Ilustrasi hacker. (Freepik)
Jakarta, tvrijakartanews - Prakitisi dan Akademisi dari Universitas Bina Nusantara Chrisando Ryan Pardomuan Siahaan mengatakan pada umumnya para hacker menargetkan korban awam yang tidak paham dengan teknologi.
"Karena ibaratnya orang-orang awam, itu mendapat pesan yang tidak jelas, ada typo dan duplikat serta mencurigakan mereka tetap percaya mereka disebut sasaran empuk," kata Chrisando saat dihubungi tvrijakartanews di Jakarta, Jumat (12/7/2024).
Chrisando menilai sementara sementara orang-orang yang memahami dunia teknologi sering memakai handpone sering pakai teknologi mereka tidak menjadi target kejahatan para hacker.
"Justru mereka akan menghindari nge-hack orang yang paham teknologi," tuturnya.
Untuk melindungi data pribadi, Chrisando menuturkan pada prinsipnya semua sudah tahu memasang pengamanan pada data pribadi dengan cara yang sulit.
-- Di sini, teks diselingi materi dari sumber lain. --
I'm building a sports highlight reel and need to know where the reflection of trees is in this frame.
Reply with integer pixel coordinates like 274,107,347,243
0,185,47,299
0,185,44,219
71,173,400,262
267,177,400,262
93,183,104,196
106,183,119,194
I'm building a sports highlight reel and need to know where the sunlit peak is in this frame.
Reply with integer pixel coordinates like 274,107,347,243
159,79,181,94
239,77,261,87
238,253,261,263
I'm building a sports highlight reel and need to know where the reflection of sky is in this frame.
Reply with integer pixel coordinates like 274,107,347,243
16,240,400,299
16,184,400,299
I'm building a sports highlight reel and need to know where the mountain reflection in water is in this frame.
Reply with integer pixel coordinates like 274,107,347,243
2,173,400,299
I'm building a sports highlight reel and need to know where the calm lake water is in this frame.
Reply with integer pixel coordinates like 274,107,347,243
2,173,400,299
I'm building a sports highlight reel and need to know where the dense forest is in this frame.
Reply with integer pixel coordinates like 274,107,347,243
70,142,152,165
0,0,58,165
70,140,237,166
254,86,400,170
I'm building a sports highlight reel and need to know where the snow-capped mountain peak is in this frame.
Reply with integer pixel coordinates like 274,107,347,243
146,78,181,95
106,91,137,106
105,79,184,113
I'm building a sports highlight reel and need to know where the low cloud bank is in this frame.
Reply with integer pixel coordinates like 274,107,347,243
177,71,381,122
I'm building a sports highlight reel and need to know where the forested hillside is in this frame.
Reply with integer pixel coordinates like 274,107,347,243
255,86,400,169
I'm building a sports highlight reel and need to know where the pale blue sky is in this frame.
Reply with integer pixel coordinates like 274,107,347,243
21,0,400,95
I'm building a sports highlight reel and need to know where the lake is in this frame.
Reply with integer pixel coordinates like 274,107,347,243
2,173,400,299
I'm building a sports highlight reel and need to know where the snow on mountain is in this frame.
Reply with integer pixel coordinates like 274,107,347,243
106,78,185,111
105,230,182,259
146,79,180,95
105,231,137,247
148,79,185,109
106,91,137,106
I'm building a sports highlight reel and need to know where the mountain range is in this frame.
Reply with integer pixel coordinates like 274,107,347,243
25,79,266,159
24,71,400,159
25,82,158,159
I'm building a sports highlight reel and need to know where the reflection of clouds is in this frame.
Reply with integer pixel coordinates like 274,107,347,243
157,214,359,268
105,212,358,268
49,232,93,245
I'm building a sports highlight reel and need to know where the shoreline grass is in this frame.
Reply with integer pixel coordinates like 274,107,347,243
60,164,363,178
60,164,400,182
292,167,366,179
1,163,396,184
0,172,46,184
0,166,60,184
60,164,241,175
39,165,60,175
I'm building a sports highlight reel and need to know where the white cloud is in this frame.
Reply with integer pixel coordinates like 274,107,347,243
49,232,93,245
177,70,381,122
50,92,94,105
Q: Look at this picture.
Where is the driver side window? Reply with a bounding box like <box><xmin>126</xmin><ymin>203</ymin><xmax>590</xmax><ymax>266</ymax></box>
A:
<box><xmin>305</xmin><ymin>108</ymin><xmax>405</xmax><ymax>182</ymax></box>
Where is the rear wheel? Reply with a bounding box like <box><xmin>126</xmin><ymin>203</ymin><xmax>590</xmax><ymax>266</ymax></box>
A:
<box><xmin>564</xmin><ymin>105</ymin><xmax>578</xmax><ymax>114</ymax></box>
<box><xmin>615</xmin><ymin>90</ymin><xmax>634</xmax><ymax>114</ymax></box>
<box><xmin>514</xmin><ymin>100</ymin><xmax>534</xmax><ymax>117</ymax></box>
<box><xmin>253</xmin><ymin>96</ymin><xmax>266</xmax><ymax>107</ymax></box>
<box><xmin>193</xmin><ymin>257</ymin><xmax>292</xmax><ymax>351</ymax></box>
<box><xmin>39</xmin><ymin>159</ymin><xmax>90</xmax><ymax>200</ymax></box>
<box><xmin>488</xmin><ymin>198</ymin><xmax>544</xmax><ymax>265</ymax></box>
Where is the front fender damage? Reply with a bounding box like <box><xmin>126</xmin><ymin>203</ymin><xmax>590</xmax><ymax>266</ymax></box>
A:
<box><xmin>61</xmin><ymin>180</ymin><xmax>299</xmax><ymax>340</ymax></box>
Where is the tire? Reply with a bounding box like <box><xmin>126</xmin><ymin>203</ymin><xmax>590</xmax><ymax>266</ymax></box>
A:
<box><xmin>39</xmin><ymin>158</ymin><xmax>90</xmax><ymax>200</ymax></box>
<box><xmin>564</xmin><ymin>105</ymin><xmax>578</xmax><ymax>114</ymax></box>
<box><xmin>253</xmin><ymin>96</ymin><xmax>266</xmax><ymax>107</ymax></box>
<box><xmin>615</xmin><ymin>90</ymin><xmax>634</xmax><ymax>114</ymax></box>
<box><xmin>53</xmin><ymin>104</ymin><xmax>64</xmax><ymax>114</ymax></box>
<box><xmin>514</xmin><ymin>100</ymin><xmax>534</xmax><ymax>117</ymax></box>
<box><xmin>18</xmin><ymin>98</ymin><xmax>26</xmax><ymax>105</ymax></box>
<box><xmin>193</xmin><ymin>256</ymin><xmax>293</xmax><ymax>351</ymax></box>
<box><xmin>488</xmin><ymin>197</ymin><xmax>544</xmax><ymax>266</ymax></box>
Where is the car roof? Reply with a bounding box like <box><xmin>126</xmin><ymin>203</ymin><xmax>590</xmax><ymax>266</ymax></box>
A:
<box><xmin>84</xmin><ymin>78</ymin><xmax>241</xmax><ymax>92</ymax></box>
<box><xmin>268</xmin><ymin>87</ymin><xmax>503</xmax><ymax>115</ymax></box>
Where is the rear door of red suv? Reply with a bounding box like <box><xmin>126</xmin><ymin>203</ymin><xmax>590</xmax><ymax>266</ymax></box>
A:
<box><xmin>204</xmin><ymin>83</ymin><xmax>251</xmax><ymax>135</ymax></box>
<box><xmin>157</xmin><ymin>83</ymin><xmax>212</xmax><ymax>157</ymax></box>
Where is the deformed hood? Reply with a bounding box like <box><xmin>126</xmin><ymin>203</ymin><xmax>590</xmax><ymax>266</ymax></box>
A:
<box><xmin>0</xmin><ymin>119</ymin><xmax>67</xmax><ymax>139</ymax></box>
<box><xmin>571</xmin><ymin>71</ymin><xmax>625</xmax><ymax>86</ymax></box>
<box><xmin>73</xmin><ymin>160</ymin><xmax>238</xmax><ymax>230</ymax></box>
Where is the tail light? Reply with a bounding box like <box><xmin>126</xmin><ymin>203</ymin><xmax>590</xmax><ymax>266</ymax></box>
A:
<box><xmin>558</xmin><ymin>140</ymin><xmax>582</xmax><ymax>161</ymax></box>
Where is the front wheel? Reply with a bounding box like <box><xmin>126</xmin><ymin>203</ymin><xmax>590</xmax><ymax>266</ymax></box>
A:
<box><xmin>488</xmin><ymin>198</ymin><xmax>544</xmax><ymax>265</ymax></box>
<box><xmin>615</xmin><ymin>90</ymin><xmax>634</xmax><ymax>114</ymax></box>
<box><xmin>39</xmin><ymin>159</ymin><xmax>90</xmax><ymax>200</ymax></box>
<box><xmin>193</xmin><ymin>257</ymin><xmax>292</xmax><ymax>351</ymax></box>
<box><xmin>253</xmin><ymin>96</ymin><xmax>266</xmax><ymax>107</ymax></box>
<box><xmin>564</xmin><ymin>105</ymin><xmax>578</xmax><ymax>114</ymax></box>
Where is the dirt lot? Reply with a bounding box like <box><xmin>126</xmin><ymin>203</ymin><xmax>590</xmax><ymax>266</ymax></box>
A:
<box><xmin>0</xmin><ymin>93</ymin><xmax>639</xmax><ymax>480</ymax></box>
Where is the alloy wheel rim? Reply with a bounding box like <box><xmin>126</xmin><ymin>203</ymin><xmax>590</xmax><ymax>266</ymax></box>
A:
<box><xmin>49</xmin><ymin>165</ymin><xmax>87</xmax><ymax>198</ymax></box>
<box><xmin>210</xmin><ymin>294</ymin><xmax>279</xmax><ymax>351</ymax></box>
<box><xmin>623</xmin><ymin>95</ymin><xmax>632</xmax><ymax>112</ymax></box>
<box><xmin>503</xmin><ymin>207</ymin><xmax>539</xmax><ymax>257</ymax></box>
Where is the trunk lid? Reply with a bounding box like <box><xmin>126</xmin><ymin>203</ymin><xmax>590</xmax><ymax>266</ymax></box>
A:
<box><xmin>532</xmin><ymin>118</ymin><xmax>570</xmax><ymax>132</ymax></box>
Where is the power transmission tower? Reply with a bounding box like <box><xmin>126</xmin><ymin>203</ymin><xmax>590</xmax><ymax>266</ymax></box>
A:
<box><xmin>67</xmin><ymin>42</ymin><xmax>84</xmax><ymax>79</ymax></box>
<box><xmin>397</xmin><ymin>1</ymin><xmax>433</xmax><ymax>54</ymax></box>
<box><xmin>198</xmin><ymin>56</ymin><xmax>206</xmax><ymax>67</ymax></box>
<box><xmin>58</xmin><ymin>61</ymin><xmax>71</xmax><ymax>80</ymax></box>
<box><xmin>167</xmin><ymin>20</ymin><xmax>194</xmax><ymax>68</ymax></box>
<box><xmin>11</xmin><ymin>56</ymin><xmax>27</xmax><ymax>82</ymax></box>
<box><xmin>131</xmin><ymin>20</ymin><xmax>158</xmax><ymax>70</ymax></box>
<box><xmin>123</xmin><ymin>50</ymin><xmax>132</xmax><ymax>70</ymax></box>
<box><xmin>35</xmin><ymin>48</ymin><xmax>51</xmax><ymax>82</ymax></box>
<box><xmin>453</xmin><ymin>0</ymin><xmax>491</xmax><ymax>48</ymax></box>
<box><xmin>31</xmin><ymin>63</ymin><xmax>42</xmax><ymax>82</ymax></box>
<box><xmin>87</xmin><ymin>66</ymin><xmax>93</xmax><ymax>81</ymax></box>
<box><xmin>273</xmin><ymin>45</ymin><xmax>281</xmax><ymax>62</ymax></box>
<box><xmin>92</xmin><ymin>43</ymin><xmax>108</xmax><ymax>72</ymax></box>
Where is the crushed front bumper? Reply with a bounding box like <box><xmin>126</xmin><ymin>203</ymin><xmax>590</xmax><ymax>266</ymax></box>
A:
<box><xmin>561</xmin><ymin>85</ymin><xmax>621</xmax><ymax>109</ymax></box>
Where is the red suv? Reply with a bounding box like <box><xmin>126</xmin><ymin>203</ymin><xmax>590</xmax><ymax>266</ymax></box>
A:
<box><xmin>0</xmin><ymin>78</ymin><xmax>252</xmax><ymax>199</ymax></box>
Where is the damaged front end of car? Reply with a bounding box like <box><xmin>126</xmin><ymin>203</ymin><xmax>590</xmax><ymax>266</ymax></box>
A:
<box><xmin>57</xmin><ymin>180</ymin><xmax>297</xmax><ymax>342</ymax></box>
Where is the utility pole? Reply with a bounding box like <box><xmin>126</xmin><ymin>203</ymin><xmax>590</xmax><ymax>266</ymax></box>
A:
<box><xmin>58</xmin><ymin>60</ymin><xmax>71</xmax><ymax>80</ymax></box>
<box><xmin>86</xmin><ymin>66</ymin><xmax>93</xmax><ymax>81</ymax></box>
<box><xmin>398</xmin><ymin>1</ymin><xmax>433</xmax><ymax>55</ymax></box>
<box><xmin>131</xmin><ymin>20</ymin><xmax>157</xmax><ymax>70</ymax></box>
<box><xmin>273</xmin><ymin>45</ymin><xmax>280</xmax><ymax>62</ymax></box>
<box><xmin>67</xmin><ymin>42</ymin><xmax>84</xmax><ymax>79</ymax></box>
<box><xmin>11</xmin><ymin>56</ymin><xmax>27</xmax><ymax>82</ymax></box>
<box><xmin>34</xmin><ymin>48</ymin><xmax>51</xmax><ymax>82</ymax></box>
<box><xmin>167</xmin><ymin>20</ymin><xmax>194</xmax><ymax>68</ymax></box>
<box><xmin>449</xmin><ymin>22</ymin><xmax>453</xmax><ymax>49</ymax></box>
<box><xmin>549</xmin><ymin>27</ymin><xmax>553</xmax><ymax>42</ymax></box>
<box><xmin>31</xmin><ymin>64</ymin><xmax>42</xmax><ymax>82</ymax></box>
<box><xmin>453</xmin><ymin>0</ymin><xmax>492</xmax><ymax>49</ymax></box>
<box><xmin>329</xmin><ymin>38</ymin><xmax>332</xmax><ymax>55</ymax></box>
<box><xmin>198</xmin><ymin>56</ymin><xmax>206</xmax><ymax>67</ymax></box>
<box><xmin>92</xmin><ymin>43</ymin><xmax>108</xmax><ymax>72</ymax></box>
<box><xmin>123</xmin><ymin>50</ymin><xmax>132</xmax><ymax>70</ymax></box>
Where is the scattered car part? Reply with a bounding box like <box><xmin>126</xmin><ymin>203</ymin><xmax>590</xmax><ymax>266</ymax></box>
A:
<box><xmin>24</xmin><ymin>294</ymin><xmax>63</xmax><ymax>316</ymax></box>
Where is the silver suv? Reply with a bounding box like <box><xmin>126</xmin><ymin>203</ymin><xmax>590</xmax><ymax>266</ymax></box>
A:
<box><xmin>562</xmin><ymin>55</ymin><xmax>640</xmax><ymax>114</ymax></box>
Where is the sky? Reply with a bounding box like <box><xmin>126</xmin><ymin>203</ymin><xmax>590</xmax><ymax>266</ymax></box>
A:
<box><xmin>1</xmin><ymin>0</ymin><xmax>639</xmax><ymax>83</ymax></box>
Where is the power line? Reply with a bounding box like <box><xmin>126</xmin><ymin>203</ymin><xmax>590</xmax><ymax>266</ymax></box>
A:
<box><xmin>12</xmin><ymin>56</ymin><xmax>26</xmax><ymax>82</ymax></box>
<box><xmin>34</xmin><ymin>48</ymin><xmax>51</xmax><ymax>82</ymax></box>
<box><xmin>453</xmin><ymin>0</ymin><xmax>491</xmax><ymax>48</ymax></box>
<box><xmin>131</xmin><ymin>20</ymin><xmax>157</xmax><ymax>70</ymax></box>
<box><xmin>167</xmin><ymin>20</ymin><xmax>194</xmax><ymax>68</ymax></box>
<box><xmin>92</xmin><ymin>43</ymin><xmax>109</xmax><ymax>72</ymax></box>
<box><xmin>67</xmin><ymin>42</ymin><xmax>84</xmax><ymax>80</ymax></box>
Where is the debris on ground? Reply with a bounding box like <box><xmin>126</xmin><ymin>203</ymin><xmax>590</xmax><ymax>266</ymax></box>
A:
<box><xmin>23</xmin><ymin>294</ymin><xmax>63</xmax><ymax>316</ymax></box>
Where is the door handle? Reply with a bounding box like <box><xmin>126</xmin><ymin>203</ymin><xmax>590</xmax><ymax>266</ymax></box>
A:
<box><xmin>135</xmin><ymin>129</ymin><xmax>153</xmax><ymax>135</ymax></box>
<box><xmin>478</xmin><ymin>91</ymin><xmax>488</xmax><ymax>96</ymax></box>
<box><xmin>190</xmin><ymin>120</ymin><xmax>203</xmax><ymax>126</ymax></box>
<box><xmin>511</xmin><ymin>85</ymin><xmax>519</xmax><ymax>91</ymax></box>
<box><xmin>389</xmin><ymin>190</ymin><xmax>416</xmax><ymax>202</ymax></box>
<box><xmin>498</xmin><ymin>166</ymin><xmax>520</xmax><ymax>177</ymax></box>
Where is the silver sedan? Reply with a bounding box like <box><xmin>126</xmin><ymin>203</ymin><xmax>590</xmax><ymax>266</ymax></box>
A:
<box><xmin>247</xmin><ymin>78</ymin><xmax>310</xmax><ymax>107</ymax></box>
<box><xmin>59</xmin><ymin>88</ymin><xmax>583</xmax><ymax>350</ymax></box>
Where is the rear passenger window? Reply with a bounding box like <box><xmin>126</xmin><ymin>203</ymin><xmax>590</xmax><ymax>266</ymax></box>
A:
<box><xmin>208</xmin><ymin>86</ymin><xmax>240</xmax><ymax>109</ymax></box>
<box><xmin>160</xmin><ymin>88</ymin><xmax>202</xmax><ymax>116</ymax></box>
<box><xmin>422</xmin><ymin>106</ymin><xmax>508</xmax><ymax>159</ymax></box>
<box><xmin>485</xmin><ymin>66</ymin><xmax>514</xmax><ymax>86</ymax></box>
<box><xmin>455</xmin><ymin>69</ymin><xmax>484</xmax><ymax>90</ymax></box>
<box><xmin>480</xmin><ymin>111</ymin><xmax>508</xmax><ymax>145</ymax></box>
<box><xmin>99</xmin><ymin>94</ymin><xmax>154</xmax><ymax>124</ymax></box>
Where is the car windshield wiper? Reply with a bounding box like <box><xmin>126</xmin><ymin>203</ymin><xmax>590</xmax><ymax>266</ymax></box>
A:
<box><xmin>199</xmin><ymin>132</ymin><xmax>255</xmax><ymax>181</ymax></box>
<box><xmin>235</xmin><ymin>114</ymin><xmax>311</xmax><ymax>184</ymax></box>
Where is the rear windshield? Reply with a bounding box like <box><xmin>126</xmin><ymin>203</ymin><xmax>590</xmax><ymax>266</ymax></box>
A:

Ketika kode yang dipasang sulit untuk di akses oleh pemilik akun maka itu akan menyulitkan para hacker untuk membongkar data akun pribadi.
"Jadi kita bikin sulit untuk memasang kode pengamanan akun transaksi digital kita. Hal ini untuk mencegah kebocoran atau transaksi bisa agar tidak bisa dimanipulasi atau di tipu itu gara-gara hacker bisa masuk ke dalam akun kita, yang harus diingat adalah kalah kita semakin repot untuk masuk ke akun kita sendiri hacker akan merasa repot ke akun kita," tuturnya.
Dia memberi contoh, saat pemilik akun mau login ke bank. Maka harus masukin nama, password, dan kita harus masukin kode otentik. Itu dilakukan secara berkali-kali.
"Banyak orang males, tapi dari segi teknisnya hacker akan semakin kesulitan untuk mendapatkan data kita. Karena saat mereka mau bobol akun kita dia harus mendapatkan password-nya, kedua dia harus mendapatkan kodenya yang masuk ke SMS kita. Itu bikin hacker semakin ribet," pungkasnya.